US Defence Secretary Donald Rumsfeld says Iraq is making good progress towards military self-sufficiency, with 227,000 troops and police now trained and equipped.
Source:
SBS
9 Feb 2006 - 12:00 AM  UPDATED 22 Aug 2013 - 12:18 PM

Speaking to the House Armed Services Committee on a defence budget hearing, Mr Rumsfeld said he expects that number to grow to about 325,000.

"There are more that are in training at any given time -- probably 5,000 to 10,000 more," he said.

"Some may have arrived out of training yesterday - they're as green as grass. Some may have arrived out a year, a year and a half ago and they're tested and capable and ready," he told the committee.

US politicians have called for evidence of progress in the preparedness of Iraqi troops to stand on their own, which would eventually allow US forces to withdraw from the country.

Mr Rumsfeld said there is evidence that progress is occurring - although improvement has been more noticeable among Iraq's army than with the police recruits.

Generally, defence forces are better trained than police recruits, Mr Rumsfeld said, "because we have been involved with them".

Joint Chiefs of Staff chairman General Peter Pace has praised the progress of the Iraqi military recruits, saying that a handful of Iraqi battalions just over a year ago has grown into over 130 battalions of 500 to 700 men each.

Ashura preparations

Meanwhile, Iraqi security forced have clamped down around Baghdad and Karbala ahead of the major Shiite religious festival of Ashura, with gunmen wounding six people in the capital.

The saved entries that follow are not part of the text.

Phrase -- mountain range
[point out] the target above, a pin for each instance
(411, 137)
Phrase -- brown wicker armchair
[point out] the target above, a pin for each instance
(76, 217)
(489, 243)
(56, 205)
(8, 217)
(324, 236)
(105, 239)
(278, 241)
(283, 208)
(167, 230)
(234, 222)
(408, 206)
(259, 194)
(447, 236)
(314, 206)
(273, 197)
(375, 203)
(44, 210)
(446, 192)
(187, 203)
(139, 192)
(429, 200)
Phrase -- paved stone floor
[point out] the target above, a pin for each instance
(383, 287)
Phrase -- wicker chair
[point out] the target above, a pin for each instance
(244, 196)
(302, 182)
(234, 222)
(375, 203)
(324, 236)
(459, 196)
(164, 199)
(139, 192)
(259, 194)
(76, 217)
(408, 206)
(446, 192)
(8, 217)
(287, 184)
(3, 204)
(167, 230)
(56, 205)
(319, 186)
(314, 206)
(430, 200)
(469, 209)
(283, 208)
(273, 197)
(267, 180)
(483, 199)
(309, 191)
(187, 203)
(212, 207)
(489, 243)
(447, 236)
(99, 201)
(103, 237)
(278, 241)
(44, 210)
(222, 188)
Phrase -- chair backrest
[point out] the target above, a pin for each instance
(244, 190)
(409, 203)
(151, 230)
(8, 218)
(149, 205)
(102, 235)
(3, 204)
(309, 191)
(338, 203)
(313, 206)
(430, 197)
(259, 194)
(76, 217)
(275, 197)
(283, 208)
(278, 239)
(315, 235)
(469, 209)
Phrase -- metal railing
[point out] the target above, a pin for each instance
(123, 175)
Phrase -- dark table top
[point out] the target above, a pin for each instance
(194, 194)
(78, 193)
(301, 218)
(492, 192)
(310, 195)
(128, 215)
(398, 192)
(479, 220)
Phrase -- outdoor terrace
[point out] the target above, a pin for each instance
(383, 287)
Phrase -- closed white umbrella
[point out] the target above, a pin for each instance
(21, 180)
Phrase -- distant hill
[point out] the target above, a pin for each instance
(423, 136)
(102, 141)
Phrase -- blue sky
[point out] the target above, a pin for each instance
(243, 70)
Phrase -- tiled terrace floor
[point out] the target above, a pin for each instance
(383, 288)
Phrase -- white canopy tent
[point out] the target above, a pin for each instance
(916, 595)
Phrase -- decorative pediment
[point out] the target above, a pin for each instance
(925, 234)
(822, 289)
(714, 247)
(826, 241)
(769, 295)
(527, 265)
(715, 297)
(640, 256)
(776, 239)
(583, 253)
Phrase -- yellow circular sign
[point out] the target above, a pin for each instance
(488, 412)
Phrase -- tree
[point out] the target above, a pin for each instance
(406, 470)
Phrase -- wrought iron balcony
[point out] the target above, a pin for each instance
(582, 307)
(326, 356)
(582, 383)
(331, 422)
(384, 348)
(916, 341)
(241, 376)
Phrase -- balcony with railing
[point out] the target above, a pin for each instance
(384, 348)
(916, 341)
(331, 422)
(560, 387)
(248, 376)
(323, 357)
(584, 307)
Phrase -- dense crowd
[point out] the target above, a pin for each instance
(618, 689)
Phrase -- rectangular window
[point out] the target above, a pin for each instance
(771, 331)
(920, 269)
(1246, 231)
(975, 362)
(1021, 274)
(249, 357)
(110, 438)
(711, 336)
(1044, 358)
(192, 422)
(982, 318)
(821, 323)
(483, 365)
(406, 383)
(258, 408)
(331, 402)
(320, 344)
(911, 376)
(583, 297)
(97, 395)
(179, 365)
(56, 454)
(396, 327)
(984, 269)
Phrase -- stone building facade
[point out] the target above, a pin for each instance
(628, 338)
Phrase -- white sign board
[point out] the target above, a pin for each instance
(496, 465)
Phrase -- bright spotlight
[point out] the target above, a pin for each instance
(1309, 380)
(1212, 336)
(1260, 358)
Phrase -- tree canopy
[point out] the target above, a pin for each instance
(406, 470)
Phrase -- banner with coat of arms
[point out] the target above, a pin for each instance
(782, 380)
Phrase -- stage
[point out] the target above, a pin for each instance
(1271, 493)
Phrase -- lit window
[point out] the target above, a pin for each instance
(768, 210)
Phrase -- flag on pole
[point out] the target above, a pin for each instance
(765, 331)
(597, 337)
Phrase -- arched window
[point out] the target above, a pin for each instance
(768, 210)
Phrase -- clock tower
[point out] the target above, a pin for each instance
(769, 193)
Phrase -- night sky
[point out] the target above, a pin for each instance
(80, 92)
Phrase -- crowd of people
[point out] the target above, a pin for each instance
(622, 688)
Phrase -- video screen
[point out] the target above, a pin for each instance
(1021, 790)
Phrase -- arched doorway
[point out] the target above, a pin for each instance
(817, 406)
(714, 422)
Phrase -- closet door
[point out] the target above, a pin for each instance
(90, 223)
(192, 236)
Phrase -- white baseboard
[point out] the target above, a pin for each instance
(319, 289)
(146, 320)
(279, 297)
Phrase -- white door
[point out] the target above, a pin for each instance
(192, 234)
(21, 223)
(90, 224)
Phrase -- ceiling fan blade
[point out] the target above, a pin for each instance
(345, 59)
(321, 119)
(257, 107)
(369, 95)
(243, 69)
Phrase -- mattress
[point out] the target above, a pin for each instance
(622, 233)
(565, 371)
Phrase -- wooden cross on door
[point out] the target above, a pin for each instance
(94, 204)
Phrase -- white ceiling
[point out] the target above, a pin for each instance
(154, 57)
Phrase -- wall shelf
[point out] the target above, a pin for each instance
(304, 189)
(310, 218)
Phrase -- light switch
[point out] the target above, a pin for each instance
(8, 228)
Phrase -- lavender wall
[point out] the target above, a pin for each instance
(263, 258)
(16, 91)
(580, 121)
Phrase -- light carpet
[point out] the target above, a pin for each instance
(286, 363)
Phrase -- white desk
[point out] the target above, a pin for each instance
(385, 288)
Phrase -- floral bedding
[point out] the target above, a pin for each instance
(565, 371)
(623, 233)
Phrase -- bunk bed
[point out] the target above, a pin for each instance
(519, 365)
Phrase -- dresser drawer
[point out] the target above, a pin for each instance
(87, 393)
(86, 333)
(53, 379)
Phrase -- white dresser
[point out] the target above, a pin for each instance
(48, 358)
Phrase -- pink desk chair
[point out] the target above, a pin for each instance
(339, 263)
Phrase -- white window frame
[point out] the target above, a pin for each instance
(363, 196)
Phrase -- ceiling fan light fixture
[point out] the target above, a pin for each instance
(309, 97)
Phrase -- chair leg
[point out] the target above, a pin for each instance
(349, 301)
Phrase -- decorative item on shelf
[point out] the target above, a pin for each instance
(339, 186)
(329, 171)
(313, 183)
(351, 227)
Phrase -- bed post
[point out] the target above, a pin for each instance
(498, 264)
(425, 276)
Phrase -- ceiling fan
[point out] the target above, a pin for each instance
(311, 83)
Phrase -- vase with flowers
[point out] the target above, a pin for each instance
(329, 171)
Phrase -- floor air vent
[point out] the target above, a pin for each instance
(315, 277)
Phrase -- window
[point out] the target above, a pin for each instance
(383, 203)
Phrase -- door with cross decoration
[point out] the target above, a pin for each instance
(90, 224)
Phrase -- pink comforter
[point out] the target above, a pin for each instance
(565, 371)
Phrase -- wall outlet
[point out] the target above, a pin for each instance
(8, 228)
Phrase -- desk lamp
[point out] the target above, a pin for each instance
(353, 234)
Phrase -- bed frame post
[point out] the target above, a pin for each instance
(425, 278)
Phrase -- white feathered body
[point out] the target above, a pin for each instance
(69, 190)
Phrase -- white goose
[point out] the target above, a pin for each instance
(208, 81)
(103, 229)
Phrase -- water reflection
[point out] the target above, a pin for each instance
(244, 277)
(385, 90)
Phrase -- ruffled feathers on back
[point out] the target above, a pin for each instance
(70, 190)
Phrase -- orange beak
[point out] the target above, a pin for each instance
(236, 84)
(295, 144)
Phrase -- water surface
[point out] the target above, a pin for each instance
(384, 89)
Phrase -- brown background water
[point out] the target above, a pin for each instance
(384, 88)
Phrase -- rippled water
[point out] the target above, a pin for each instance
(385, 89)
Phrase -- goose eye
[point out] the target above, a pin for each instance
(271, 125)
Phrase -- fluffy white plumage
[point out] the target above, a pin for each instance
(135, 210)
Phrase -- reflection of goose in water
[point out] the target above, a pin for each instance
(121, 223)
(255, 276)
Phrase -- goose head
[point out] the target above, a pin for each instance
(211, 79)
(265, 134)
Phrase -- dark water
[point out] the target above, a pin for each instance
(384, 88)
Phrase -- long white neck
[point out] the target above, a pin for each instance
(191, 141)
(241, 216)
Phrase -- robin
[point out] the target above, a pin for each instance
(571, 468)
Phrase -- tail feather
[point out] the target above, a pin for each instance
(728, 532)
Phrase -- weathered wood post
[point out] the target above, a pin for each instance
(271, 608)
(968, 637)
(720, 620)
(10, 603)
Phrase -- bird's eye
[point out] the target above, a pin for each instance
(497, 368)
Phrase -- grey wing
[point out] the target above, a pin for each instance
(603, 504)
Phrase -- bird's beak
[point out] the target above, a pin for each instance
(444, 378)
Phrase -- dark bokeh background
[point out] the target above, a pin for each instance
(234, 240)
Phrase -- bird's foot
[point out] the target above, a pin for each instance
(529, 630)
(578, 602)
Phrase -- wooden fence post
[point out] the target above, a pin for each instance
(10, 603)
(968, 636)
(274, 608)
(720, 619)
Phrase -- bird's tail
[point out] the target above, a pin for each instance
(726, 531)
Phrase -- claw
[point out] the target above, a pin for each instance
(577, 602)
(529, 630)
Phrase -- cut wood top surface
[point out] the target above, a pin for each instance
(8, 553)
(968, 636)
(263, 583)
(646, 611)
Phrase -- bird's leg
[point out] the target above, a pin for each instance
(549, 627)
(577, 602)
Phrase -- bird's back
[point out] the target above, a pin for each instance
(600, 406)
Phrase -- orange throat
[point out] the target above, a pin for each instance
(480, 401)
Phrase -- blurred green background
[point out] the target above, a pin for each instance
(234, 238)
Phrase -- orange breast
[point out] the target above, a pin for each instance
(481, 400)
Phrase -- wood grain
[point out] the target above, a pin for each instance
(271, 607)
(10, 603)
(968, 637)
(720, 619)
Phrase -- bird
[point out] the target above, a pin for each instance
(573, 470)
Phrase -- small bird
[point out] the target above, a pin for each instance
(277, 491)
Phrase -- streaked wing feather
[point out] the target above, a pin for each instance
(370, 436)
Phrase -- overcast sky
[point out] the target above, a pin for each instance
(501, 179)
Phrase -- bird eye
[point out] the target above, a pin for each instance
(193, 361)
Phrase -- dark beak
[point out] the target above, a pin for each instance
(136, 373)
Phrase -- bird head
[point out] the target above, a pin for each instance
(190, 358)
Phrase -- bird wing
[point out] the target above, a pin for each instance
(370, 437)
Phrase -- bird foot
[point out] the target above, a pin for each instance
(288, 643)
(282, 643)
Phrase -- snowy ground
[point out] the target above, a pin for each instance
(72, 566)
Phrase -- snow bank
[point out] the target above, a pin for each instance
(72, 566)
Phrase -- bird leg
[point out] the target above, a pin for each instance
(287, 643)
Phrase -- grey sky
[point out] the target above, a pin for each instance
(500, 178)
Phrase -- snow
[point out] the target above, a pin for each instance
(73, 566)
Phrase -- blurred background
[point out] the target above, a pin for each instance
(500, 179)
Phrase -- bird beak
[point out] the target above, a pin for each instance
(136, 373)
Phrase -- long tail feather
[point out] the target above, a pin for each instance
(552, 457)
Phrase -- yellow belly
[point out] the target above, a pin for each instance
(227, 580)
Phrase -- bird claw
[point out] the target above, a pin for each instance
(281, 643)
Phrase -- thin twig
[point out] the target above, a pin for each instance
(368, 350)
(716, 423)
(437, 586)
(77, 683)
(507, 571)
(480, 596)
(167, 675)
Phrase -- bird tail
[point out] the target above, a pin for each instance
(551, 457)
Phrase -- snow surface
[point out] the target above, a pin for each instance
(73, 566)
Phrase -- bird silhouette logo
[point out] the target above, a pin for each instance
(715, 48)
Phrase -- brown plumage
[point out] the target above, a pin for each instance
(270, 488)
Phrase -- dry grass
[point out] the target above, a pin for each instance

Police said the gunmen opened fire on a group of Shiites performing religious rituals in the city's Shula district, as hundreds of thousands of people gathered in Karbala a day before the climax of the ritual.

Suicide bombers have attacked the festival in recent years.

Police have closed bridges leading south from the capital, in a bid to block a squad of bombers feared to be heading for Karbala.

The Ashura ceremonies mark the death of the Imam Hussein in the seventh century.